Tables like the Round Table for King Arthur and the table for the Last Supper. They were tables that witnessed the greatness and unity of groups of men and women. But tables do not have to be famous to bind. My mother, Ephrosine Willard is an American born to Americans, and, she is a Greek among Greeks. She described her life as a melding between two cultures, the culture of her country and the culture of her family. For her family, the table was the center for everything Greek: Easter, Christmas, funerals and many other feasts. When my dad met my mom, he was shocked by how much of the family's life centered around the table: it was what held the family together.
My grandparents bought the table when my mom was 8, but she still has the table. She likes to call the kitchen the “lifeblood of the family”: it's where we all gather, and it is where we celebrate being a family. And the table is still the center of all that. The Greek calendar is filled with feasts and celebrations, so the table is where we celebrate Easter, Christmas, funerals and many other feasts. In Greek tradition, every food is a symbol for a part of our life: white cookies symbolize purity, red eggs the blood of Christ. Together we gather around to celebrate feasts common to many peoples, but we as a family celebrate as Greeks. It gives us a history and a richness. We, as my Mom's children, lead busy lives: we come and go, creating stories of our own, but our mother's culture and life still form our lives, even now. Rather than merely having our own stories, we have our mother's, and her mother's, and her grandmother's. My mom is an American, but she has a history as old as Greece. It's the table that holds that history for her.
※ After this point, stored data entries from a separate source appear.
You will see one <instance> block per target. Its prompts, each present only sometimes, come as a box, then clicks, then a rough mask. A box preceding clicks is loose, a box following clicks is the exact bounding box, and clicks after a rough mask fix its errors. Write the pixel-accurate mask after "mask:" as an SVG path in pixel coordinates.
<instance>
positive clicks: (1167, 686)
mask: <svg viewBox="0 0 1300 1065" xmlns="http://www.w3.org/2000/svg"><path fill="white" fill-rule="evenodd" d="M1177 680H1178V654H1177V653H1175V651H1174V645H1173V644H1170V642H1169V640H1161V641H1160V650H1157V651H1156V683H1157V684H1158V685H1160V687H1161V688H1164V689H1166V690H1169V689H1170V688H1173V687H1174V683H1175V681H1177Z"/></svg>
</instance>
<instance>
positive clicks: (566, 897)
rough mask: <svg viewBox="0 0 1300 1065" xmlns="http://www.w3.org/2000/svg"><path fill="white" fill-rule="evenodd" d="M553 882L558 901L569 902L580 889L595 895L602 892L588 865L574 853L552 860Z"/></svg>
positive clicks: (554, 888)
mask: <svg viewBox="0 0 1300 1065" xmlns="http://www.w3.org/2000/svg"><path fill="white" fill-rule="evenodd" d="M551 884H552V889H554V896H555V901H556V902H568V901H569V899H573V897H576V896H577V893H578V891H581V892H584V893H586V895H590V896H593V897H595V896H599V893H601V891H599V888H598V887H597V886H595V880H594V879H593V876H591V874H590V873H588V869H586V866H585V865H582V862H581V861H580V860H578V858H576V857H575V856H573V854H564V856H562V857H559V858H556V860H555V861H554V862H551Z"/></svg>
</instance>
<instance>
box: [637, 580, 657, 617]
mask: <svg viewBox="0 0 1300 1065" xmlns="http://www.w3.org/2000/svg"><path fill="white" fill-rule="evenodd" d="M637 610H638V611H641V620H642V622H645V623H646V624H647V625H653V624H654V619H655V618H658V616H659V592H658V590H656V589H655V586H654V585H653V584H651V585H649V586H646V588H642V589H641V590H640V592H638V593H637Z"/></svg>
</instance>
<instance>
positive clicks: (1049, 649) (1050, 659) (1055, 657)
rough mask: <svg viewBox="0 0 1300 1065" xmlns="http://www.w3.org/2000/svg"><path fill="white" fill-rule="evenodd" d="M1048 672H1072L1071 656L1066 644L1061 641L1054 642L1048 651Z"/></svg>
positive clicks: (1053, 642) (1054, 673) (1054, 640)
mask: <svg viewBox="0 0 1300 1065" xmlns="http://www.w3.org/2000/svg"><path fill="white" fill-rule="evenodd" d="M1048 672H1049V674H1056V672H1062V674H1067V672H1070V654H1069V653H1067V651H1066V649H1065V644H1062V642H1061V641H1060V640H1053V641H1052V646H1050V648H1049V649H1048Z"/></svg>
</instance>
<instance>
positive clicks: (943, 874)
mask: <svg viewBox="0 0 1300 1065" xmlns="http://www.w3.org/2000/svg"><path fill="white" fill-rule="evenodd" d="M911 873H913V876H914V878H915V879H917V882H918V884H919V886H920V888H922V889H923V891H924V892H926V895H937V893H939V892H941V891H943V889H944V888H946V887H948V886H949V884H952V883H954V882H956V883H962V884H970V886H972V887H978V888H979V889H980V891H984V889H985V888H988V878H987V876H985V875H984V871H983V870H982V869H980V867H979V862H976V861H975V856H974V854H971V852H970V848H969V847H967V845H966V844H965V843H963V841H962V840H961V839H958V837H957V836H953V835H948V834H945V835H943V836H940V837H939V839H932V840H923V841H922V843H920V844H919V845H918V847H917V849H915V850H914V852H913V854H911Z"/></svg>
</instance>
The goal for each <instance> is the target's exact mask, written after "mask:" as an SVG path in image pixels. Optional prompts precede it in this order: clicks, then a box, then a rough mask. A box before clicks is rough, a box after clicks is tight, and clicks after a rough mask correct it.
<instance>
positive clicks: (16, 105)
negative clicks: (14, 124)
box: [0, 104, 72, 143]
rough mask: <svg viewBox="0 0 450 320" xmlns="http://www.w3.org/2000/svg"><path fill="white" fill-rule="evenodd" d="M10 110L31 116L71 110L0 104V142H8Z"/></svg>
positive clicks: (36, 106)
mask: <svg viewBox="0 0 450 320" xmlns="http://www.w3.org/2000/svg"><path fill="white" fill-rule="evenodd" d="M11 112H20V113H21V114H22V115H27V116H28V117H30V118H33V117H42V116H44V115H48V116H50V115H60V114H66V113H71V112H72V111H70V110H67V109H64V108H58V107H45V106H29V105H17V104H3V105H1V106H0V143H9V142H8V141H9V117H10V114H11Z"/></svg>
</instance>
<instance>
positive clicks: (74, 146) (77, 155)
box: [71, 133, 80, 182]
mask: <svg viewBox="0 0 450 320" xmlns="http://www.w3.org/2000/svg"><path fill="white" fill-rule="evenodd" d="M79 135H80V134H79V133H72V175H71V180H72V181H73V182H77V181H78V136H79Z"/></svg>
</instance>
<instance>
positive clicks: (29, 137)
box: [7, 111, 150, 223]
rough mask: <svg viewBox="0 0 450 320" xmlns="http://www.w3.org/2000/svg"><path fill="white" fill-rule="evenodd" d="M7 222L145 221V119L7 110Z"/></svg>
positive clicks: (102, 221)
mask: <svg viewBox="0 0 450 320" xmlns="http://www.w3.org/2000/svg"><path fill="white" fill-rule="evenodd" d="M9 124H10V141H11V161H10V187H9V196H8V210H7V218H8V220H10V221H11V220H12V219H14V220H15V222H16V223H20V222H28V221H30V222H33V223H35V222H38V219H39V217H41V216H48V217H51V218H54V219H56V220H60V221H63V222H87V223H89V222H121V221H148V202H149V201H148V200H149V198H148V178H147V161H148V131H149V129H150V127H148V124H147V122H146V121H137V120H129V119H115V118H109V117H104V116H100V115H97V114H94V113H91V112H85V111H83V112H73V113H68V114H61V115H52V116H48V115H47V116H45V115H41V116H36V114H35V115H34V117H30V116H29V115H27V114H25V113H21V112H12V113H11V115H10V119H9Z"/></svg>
When my Mom was growing up, she lived close to all her family members, but now they are dispersed throughout the country and the time she spends with them grows less and less. But, through our traditions and celebrations, our family still lives as a family: we get together for Easter and Christmas, and, since we are American, Thanksgiving too. Many of our feasts are American, but my Mom and her siblings celebrate them the Greek way: with food, food, food and more food.